Bioelectric currents in the heart give rise to differences in electric potential in the body and on its surface. The currents also induce a magnetic field within and outside the thorax. Recording of the electric potential on the surface of the body, electrocardiography (ECG), is a well established clinical tool for detecting insufficient perfusion of blood, i.e., ischemia during exercise testing. In a more recent technique, magnetocardiography (MCG), the cardiac magnetic field is recorded in the vicinity of the chest. Despite the clinical significance of the exercise ECG recordings in patients with suspected coronary artery disease (CAD), little is known about the effect of stress in the MCG of healthy subjects and patients with CAD.
Methods for analysing multichannel MCG signals, recorded during physical exercise testing, were developed in this thesis. They were applied to data recorded in healthy subjects to clarify the normal response to exercise in the MCG, and to data of patients with CAD to detect exercise-induced myocardial ischemia. Together with the MCG, spatially extensive ECG, i.e., body surface potential mapping (BSPM) was studied and the exercise-induced alterations in the two mappings were compared.

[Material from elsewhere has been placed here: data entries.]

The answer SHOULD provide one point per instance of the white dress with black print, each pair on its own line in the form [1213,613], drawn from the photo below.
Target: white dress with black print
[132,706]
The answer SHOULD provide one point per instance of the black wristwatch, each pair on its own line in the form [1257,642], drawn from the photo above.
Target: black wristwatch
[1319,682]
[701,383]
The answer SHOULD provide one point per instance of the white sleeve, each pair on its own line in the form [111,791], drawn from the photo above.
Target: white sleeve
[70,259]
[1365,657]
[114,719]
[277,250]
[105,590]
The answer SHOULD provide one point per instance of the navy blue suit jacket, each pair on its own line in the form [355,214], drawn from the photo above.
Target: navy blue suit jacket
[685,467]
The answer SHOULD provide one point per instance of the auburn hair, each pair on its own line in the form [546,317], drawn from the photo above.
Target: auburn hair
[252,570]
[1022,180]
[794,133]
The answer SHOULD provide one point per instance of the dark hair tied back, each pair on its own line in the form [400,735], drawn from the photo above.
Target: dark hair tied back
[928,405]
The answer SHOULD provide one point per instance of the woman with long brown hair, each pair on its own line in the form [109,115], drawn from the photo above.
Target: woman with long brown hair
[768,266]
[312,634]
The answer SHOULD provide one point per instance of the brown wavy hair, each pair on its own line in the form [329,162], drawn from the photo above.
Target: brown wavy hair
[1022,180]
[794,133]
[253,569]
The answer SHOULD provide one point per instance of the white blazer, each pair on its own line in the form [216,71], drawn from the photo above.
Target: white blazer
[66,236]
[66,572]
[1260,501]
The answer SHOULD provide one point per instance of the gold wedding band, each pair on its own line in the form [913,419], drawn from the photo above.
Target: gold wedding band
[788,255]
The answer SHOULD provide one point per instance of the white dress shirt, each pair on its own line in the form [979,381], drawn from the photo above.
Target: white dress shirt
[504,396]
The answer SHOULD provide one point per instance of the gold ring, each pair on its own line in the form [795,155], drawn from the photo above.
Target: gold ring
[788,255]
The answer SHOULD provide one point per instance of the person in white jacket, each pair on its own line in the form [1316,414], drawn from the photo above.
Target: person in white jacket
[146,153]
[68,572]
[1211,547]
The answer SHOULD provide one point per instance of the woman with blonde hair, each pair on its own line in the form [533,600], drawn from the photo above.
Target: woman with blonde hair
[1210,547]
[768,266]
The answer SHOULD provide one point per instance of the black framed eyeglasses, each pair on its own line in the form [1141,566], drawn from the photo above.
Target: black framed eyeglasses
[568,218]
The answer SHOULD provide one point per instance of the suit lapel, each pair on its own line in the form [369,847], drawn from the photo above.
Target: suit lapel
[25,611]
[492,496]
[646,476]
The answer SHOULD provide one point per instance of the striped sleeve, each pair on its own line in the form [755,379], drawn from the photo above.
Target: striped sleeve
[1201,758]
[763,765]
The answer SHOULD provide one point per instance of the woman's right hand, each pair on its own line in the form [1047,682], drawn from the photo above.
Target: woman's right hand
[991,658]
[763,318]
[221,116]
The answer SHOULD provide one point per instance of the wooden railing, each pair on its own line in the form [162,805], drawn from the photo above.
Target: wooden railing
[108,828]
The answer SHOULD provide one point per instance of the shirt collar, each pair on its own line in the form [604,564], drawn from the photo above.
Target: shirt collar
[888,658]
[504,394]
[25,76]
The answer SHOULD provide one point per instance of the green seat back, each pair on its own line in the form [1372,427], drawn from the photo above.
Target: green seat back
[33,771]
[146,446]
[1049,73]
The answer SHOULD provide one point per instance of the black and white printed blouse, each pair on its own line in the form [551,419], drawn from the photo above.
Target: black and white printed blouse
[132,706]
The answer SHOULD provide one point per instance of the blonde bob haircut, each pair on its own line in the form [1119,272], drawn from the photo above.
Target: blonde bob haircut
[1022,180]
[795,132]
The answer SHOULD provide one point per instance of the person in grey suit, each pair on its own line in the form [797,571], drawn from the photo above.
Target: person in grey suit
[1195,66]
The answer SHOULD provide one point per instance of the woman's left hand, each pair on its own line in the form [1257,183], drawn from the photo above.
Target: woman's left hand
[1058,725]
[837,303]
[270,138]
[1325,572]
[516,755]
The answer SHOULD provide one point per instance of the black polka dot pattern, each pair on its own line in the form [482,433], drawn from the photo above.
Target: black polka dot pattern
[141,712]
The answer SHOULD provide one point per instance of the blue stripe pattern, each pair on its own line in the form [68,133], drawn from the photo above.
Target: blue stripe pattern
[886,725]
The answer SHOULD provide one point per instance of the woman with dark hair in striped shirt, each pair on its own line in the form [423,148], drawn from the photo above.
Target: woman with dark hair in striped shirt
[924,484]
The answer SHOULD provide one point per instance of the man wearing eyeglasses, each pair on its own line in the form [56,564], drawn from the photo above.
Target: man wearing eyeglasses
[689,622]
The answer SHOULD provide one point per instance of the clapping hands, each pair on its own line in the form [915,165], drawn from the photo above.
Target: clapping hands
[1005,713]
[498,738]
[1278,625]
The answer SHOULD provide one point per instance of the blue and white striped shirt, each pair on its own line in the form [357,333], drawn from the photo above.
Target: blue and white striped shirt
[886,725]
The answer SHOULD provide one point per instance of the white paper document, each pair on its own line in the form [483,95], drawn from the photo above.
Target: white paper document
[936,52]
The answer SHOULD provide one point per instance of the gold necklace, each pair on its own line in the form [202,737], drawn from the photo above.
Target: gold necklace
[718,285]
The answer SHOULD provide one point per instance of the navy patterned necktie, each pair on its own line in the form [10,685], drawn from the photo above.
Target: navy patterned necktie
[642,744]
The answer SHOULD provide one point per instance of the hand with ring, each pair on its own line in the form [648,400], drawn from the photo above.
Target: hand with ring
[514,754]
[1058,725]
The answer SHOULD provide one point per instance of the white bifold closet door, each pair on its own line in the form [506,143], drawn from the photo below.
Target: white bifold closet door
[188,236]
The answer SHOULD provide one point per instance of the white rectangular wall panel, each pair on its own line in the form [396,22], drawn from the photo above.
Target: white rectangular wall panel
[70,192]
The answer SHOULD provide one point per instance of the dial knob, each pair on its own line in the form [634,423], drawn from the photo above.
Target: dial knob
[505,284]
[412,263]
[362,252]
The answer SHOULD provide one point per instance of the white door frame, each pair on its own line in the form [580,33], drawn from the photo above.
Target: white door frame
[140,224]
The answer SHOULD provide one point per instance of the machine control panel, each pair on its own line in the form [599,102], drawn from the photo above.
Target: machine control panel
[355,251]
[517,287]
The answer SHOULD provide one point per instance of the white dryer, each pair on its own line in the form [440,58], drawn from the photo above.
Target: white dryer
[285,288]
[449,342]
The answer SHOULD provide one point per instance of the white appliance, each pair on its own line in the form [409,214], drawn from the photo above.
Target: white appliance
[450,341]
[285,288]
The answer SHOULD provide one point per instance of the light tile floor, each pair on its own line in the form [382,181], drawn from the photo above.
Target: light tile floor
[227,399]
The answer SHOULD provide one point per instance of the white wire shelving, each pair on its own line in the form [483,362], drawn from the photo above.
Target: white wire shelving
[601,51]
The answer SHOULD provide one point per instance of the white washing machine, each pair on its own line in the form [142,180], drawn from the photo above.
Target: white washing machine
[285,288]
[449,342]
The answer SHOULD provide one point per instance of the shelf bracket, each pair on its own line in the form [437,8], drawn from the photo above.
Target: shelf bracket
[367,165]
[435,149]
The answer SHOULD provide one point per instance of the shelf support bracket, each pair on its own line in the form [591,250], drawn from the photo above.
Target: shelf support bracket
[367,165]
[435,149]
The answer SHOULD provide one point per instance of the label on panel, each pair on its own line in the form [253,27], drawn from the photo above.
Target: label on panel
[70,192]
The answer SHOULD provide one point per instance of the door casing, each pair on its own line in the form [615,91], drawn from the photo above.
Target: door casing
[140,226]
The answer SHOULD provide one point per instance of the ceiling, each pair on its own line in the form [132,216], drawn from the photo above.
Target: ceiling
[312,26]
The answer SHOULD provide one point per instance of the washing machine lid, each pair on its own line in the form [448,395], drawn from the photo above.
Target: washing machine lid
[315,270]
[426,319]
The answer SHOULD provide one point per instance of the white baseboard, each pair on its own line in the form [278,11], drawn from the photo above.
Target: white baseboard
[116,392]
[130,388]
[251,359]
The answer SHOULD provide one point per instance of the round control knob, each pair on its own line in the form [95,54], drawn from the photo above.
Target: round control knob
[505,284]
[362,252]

In healthy volunteers, exercise was found to induce more extensive alterations in the MCG than in the BSPM during the ventricular repolarisation. In patients with CAD, when optimal recording locations were found and evaluated, alterations of the ST segment in the MCG could be used as indicators of ischemia. Also, ischemia was found to induce a rotation of magnetic field maps (MFMs) which illustrate the spatial MCG signal distribution. The MFM orientation could successfully be used as a parameter for ischemia detection. In the BSPM, regions sensitive to ischemia-induced ST segment depression, ST segment elevation, and ST segment slope decrease were identified.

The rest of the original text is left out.